The
MTC in Coventry has joined the Digitally Enabled Competitive and Sustainable Additive Manufacturing (DECSAM) project. Led by
Airbus, this £38 million, four-year UK aerospace programme will develop and deploy the latest additive manufacturing (AM) technologies, such as beam shaping and in-situ process monitoring, to make metal laser powder bed fusion (L-PBF) AM more cost-effective, productive and sustainable for flight-ready parts. The project, which runs until June 2028 is a research and innovation project funded through Innovate UK, the Aerospace Technology Institute (ATI) and the UK Department for Business and Trade.
The project brings together 11 leading organisations covering aerospace OEMs, Tier 1 and 2 suppliers, SMEs and research institutes, providing full UK AM manufacturing chain coverage. The partners led by Airbus Operations Ltd, includes Renishaw plc, ASTM International UK, Authentise Ltd, MTC Ltd, GKN Aerospace Services Ltd, Additive Manufacturing Solutions Ltd, APEX Additive Technologies Ltd, Domin Ltd, the University of Sheffield, and ToffeeX Ltd.
Jacqueline Castle, chief technology officer at the Aerospace Technology Institute, said: “AM can unlock new efficiencies in aerospace, lowering costs, optimising material use, reducing weight, and consolidating complex assemblies into single parts. DECSAM unites a strong consortium to accelerate adoption in civil aerospace, aligning closely with the ATI’s AM strategy to drive future economic growth and sustainability.
DECSAM will demonstrate an integrated, digitally connected AM supply chain, from alloy selection and build strategies to post-processing, inspection and factory scale-up. “In order to demonstrate AMs future cost competitiveness for aerospace applications.”
DECSAM aims to cut part cost, raise quality, and shorten design-build-test loops for aerospace applications, and is structured around four innovation pillars: performance — new and improved alloys, multi-physics modelling and physics-driven design; productivity — high-power lasers, beam shaping, advanced scan strategies, in-situ monitoring and closed-loop control; scalability — end-to-end digital thread, automated sustainable factory concepts, and efficient post-processing/inspection; and application — integration of technologies developed to demonstrate overall cost benefit on target product applications.

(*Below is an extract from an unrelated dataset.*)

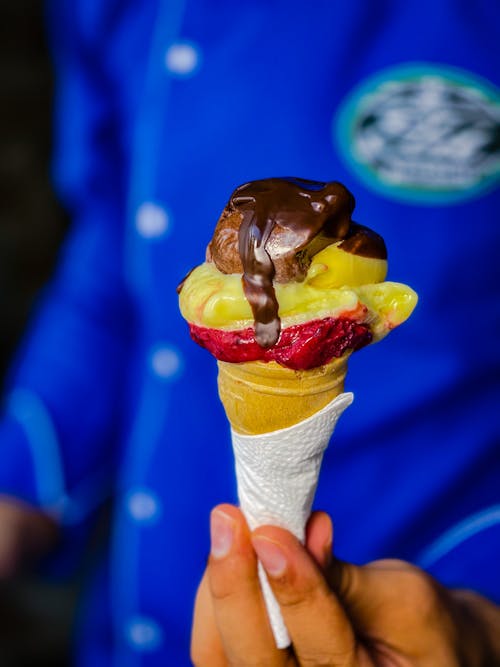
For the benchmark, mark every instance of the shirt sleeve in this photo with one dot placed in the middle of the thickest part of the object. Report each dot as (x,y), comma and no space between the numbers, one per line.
(66,388)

Accelerating industrial exploitationPlanned outputs include ground and flight-test demonstrators, validated recycled/re-purposed powder routes, widened powder specifications, verified parameter themes for quality and throughput, in-process monitoring software offerings, and guidance for routes to qualification and certification, all targeted at accelerating industrial exploitation.

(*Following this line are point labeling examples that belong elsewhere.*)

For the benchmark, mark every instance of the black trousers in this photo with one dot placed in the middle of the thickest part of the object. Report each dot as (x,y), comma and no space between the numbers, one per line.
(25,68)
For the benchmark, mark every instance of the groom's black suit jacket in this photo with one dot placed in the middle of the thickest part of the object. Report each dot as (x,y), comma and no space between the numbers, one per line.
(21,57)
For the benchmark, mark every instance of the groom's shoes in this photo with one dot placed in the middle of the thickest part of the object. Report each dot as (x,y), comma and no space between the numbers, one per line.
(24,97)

Dr David Brackett, the MTC’s chief engineer – digital engineering, said: “As the National Centre for Additive Manufacturing, we are excited to help improve the cost-competitiveness of the technology so that it can be scaled and adopted more widely across the UK's aerospace industry. This large programme is an opportunity to make a major step forward towards this and we are proud to be playing a central role in its delivery and working with excellent partners.”
L-PBF is flight-proven, but wider uptake is constrained by end-to-end productivity gaps, fragmented data/QA, and reliance on overseas steps (powder, HIP, advanced heat-treat). DECSAM closes those gaps by linking UK materials supply, machine capability, in-process quality assurance, a robust digital thread, and factory scale-up—so parts are repeatable, cost-competitive, and producible at volume in the UK, supporting Net Zero 2050.
The programme is business-case led: recycled/UK-made powders; optimised build and nesting; in-process monitoring with closed-loop control to reduce or eliminate HIP/CT where feasible; and parameter/alloy development to cut finishing time. Cost-modelled demonstrators (an aircraft floor beam) show the shift from today’s ‘as-is’ to a digitally connected, production-ready ‘to-be’ at a cost point which enables AM to buy its way into serial aerospace production.
Focus use cases include ultra-efficient wing and engine structures and hydrogen sub systems (conformal heat exchangers, fuel-cell manifolds). Alongside performance gains, DECSAM mitigates single-source casting risks, on-shores critical pre-form manufacture, and advances compact AM-enabled actuation toward power-by-wire—delivering more right-first-time, certifiable parts, shorter lead times, a resilient UK supply chain, and cleaner aerospace manufacturing.